The Avengers is an extremely ambitious movie. We've seen disastrous results in past comic book movies when too many characters vie for time on the screen. Stories can become too convoluted when the plot of the film has to weave together the histories and motivations of all the characters. Looking at The Avengers, we have six heroes on the team along with three main characters that are essential to S.H.I.E.L.D. Nine characters plus the villain, all vying for time on screen.
The great thing is, Joss Whedon makes it all work.== TEASER ==
As a comic book reader, I've learned to leave my high expectations at the door. I know the movies cannot be exactly the same as the comics. It's understandable that some elements can't be transferred and portrayed in live action. The fact that the average moviegoer isn't fully aware or may not fully care about the decades of history is something else that causes bits of compromise. Yet while watching this movie, I did feel as if it were made for me.
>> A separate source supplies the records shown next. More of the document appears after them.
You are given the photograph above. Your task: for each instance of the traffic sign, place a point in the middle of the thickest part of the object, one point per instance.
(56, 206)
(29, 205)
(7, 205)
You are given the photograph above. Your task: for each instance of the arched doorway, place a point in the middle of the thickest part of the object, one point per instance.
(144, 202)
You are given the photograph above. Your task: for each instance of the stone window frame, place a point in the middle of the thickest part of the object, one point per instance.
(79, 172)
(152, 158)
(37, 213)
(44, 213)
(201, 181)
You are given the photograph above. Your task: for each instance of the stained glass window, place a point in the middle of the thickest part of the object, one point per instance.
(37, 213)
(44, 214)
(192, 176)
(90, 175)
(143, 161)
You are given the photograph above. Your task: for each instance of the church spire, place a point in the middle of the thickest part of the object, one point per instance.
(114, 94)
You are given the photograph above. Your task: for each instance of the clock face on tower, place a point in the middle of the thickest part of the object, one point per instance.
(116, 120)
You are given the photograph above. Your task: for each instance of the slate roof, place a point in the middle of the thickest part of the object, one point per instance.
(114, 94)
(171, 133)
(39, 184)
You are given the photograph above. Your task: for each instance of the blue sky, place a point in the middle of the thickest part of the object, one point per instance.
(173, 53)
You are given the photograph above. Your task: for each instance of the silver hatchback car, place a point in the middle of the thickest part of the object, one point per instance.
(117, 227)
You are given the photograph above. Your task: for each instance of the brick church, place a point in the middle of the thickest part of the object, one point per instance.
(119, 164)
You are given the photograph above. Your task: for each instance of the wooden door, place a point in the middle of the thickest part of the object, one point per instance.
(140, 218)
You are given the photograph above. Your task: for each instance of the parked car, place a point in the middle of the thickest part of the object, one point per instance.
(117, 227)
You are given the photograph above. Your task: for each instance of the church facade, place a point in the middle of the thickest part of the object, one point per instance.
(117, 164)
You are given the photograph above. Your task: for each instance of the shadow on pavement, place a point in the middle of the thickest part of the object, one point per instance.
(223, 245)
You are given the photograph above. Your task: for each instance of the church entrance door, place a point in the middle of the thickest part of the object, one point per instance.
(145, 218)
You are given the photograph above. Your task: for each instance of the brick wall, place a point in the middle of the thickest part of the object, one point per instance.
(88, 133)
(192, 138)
One of the brilliant moves on Marvel Studios part was to have movies such as Iron Man, Thor, Captain America: The First Avenger and even The Incredible Hulk serve as preludes to The Avengers. The basic set up is already there. We've seen Sam Jackson's Nick Fury or Clark Gregg's Agent Coulson invite the others into the "Avengers Initiative" so the basic idea of the team already exists. That doesn't mean we're going to see the team sitting around the Avengers Mansion waiting for a large catastrophe to hit the world.
The movie explodes with action before the credits even hit the screen. The idea of the Avengers may exist but it was never fully realized. Obviously there will be a need for the team to join together and we do still get to see that process. To have all the heroes suddenly together, hold hands and face the bad guys would be too much. Comic fans will rejoice in seeing the conflict, apprehension and suspicion when the heroes are together. The concept of costumed heroes isn't part of this world. We need to be convinced that these individuals can join and operate together as a team.
With that being said, we get to see a lot of fighting. In a surprising and completely comic book nature, we get to see hero fight hero. This is something we've seen countless times in comics. It may be an old gimmick but when executed properly, it can be enough to make you want to rise out of your seat and cheer. Comic book readers often find themselves part of a conversation over who would win if two characters were pitted against each other. With all these larger than life characters finally coming together on the big screen, it would be a disservice not to fulfill the fanboy fantasy of seeing which character is tougher or more skilled.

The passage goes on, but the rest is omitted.